I turn my ship sideways, unleashing a flurry of shots like an old pirate frigate
“This isn’t just World of Tanks on the water,” says director of global operations Ivan Morov, “but it’s the same principle of free-to-play, not free-to-win.” You can control your carrier the old-fashioned WASD way, but I prefer queuing up movements in order to keep mobile. Pressing Z gives me an action shot, with R cycling through my units as they drop bombs, fire missiles, and get shot down with worrying frequency but not before they do serious damage by hitting the back of one ship to disable its rudders and the front of another to kill its engines.

 Carriers have gone through numerous iterations. “They’ve been an uber weapon, and they’ve been useless crap,” says Morov. “They had scout planes. They had a bigger radar. They used to have fuel that could run out, which didn’t really make sense in a ten-minute match.” Between realism and fun, fun wins every time.

 Between games I meet Anton Artemov, head of the interaction department, who shows me the experimental testing room in which microphones and camera arrays capture testers’ body positions and verbalisations. “Behaviour analysis,” explains Artemov. “Next-gen bio feedback from physiological states.” His ten-person team is dedicated solely to observing even the most minute player feedback.
These are ships that have been at sea for three months, and you can see it in the rust
For the next match I test drive the Des Moines cruiser, and it plays a traditionally direct game. There’s a cinematic moment on the Islands of Ice map as I spy a destroyer emerging from fog and turn my ship sideways to unleash a flurry of shots like an old pirate frigate. Warships can do both moment-to-moment action and deliberately-paced strategy.
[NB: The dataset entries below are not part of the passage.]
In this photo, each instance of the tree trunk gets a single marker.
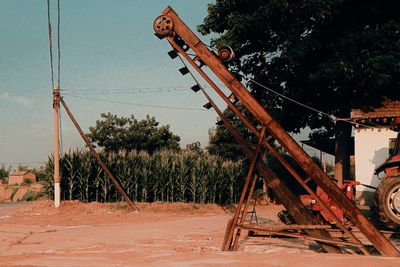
(342, 151)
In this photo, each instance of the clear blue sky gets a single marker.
(105, 45)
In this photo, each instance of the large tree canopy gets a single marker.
(115, 133)
(332, 55)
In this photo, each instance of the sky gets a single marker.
(105, 45)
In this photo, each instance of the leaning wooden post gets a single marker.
(130, 203)
(56, 153)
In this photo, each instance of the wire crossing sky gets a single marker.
(104, 45)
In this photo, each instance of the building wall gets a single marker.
(19, 179)
(15, 179)
(371, 150)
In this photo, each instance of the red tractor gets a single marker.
(387, 196)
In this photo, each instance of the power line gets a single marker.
(123, 91)
(138, 104)
(330, 116)
(23, 162)
(58, 42)
(50, 43)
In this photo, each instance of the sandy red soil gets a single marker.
(161, 234)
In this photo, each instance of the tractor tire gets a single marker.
(387, 202)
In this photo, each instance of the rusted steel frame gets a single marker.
(351, 211)
(96, 155)
(313, 238)
(238, 210)
(288, 199)
(257, 133)
(259, 155)
(244, 214)
(325, 206)
(283, 227)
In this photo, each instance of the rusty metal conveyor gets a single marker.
(189, 47)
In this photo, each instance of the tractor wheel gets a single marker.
(387, 202)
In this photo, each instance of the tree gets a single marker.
(222, 143)
(115, 133)
(332, 55)
(195, 147)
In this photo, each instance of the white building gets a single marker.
(373, 136)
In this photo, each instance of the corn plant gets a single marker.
(184, 176)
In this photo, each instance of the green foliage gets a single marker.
(222, 143)
(184, 176)
(195, 147)
(333, 55)
(115, 133)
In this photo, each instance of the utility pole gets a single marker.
(56, 108)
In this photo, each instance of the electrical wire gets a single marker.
(58, 43)
(137, 104)
(50, 43)
(330, 116)
(123, 91)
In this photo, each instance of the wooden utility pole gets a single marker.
(56, 153)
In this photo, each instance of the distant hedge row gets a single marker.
(170, 176)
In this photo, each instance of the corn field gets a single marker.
(168, 176)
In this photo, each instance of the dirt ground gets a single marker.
(161, 234)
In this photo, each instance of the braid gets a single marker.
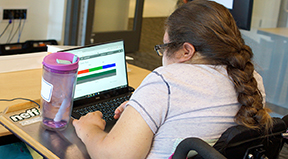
(211, 29)
(252, 112)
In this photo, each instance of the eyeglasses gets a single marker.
(160, 49)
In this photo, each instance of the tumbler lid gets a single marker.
(50, 61)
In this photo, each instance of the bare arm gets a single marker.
(130, 137)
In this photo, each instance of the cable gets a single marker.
(18, 28)
(9, 100)
(11, 30)
(20, 31)
(5, 28)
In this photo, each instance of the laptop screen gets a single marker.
(102, 68)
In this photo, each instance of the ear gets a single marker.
(187, 52)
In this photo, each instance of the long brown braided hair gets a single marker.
(211, 29)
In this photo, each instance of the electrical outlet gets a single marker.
(14, 14)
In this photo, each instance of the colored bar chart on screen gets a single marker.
(96, 73)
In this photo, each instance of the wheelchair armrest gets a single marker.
(200, 146)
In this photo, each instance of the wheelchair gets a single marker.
(239, 142)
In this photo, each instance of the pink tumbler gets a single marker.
(57, 89)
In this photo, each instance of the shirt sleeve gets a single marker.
(151, 100)
(260, 86)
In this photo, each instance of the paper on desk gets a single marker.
(21, 62)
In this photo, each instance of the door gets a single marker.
(93, 21)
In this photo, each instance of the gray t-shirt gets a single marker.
(183, 100)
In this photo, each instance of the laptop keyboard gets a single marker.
(107, 108)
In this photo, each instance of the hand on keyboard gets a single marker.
(119, 110)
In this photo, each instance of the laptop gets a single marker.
(102, 82)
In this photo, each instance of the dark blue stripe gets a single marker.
(109, 65)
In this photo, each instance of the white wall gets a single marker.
(45, 20)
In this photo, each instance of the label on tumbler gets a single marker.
(46, 90)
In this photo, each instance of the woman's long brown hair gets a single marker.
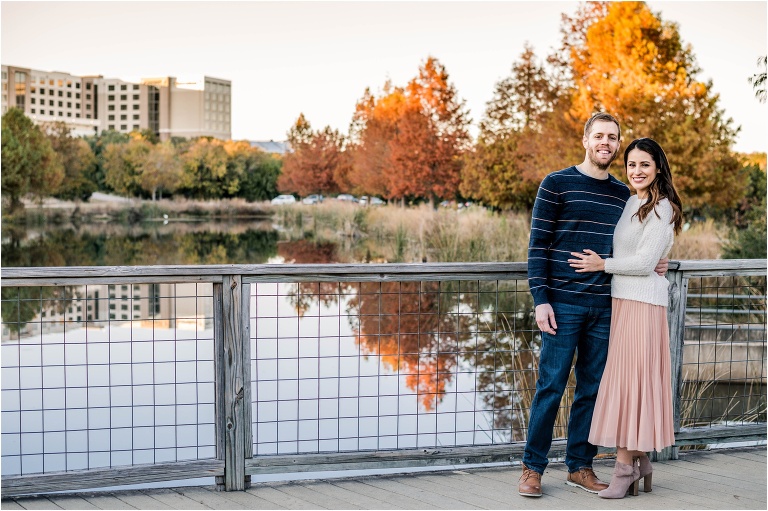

It’s undeniably ambitious, too. Each of the 75 ships takes between one and three months to create, according to Aleksandr Zotikov, senior technical 3D artist, and they have 30 times the polygons of a tank. Ships can have up to 20 cannons, compared to a tank’s one, and all of these produce ballistics that need to be synced with all players. “Our three main principals are historical realism, functional realism, and detail,” Zotikov tells me. “These are ships that have been at sea for three months, and you can see that in the rust, the visible water line, and the thinning paint.”

I like the Langley with its large flat top that looks like a scaffold stage erected by roadies, the St Louis with its four mammoth steampunk smoke stacks surrounded by a network of smaller red and gold pipes, and the Fuso, which features a towering Jenga-like pile of guns.

Although the alpha’s 8,000 players mostly reside in CIS countries,  Warships  aims for global appeal without compromising on depth. As I leave, I see playing on a monitor what looks like the recording of a player’s cursor moves, with bright green trails to illustrate how they navigate the menu. You get the sense Lesta Studio is in search of nothing less than perfection. In taking the instant playability of  Wargaming ’s last two games to a fresh setting, they’re seemingly charting the right course.